Hyatt: [laughs] The truth of the matter is, they’ll outlast me. But the other side of the coin is, will they have to issue my patents while I’m still around? I’m planning on creating a foundation to exploit them for human rights purposes. I’d like to be around while that’s in effect.

VentureBeat: Is that a common way of collecting patent royalties for an estate?

Hyatt: No, most patents are exploited by companies, and most companies, if I could make another joke, have a very long life. But the foundation is much better. A company is usually for profit, and has more stringent requirements than a philanthropic foundation. But then I’m not a lawyer.

VentureBeat: Would you say you’ve had a comfortable life based on what you could make from the Philips deal?

Hyatt: Comfortable financially, but very stressful because of the bad-faith activities of the patent office.

Gil Hyatt set up a nonprofit to tangle with the patent office.

Above: Gil Hyatt set up a nonprofit to tangle with the patent office.

Image Credit: ACET

VentureBeat: How did you originally have the suspicion that led you to file this suit in the first place? How did you come across the possibility that they could be deliberately delaying your patents?

Hyatt: The real day of truth was when Judge Lamberth permitted us to take discovery from the patent office and we got a tremendous amount of incriminating documentation and testimony that admitted to really horrible things. Until that happened, I had suspicions that something was going on, but I didn’t know how structured and pervasive it was, or any details of it.

For example, the SAWS program had all of my patent applications flagged with SAWS flags, so that they couldn’t issue. They were withdrawing the few that did get through barrier from issuance before they were issued. They were suspending and otherwise holding and delaying my patent applications for years. Certainly I knew about that, but I didn’t know it was a management objective, a rule at the patent office, something they were required to do.

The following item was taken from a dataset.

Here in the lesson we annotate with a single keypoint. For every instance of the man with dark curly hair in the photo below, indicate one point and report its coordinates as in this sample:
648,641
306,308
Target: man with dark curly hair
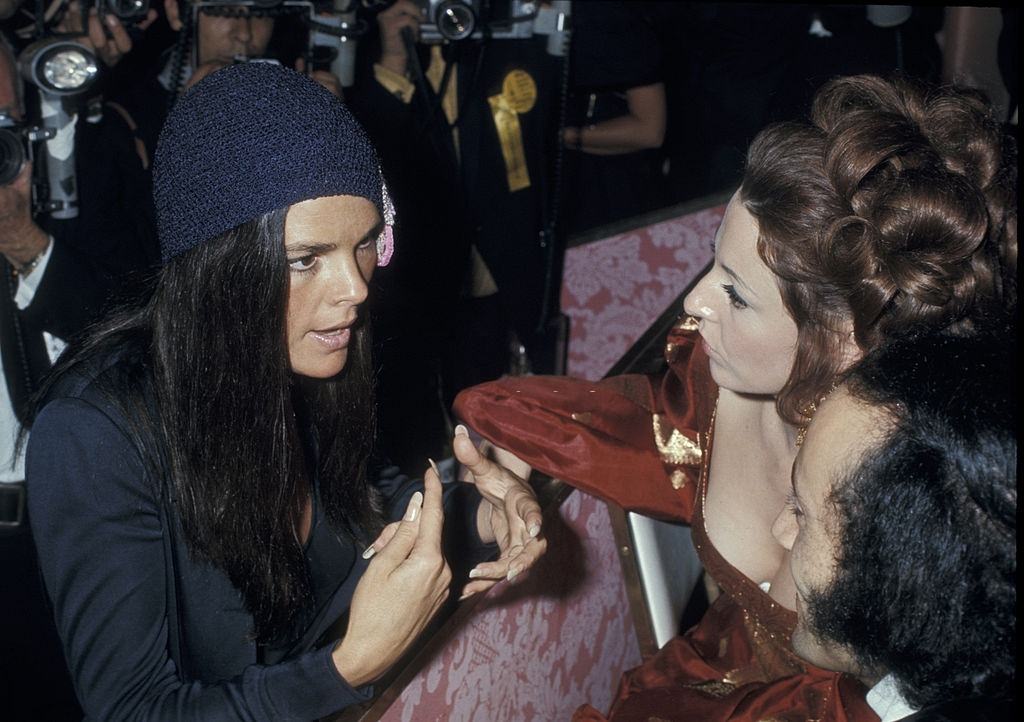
902,526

Relative to the SAWS flag, a former commissioner, the one who actually created the SAWS program, says that was a “scarlet letter.” Once a SAWS flag is put on a patent application, we know now that you can never take it off. That patent application is essentially dead.

VentureBeat: You must have been shocked to find this evidence.

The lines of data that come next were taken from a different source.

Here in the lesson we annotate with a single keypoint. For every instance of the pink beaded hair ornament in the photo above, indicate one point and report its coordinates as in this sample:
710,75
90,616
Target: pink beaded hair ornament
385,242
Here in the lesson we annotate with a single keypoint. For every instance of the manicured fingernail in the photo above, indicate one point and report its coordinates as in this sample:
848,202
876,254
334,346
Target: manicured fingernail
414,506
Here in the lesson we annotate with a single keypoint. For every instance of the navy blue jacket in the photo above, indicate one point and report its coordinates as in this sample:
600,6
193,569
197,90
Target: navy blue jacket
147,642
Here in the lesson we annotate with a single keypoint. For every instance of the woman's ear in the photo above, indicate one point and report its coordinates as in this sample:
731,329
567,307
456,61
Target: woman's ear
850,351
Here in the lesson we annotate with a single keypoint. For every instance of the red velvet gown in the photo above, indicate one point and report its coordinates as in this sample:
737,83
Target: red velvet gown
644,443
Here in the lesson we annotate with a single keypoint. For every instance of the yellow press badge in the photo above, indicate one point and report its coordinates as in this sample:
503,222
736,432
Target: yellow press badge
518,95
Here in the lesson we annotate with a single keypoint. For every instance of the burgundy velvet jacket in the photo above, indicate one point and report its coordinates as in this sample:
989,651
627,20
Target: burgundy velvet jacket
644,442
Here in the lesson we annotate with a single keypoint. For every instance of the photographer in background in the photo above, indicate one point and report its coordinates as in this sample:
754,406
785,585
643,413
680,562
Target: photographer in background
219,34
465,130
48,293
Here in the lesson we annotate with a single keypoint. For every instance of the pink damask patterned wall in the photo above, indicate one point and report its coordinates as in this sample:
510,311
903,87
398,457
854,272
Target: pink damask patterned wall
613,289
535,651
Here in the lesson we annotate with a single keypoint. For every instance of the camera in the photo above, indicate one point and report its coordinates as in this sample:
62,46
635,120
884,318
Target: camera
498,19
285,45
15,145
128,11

Hyatt: Yes. Right now I’m in the process of putting the materials I’ve discovered on a website so that the public can see them. We’re trying to get the patent office to notify the other victims, others that were part of the SAWS program, so that they can be made whole again. Eventually many of the independent inventors who were targeted finally gave up. They just couldn’t afford to fight it. The question is, how do we find out who these victims were and how do we make them whole again?

VentureBeat: Were you able to discover any other applications that had these flags?

Hyatt: Yes. There’s one gentleman [Corliss Burandt] in particular, whose story is on the website. They’ve kept him tied up in the patent office for 30 years with a flag on his patent application to keep it from issuing. A very credible patent examiner allowed that application to be issued, but her supervisor pulled that approval and put the application back into this never-ending examination. Then they took all those records from the file history so there’s no longer any record about what they did to him.

We believe this violates the Federal Records Act. Although all of my patent applications were SAWS flagged, none of the file histories reflect that. It was secret, which is unlawful. The law requires that all patent proceedings be in the record.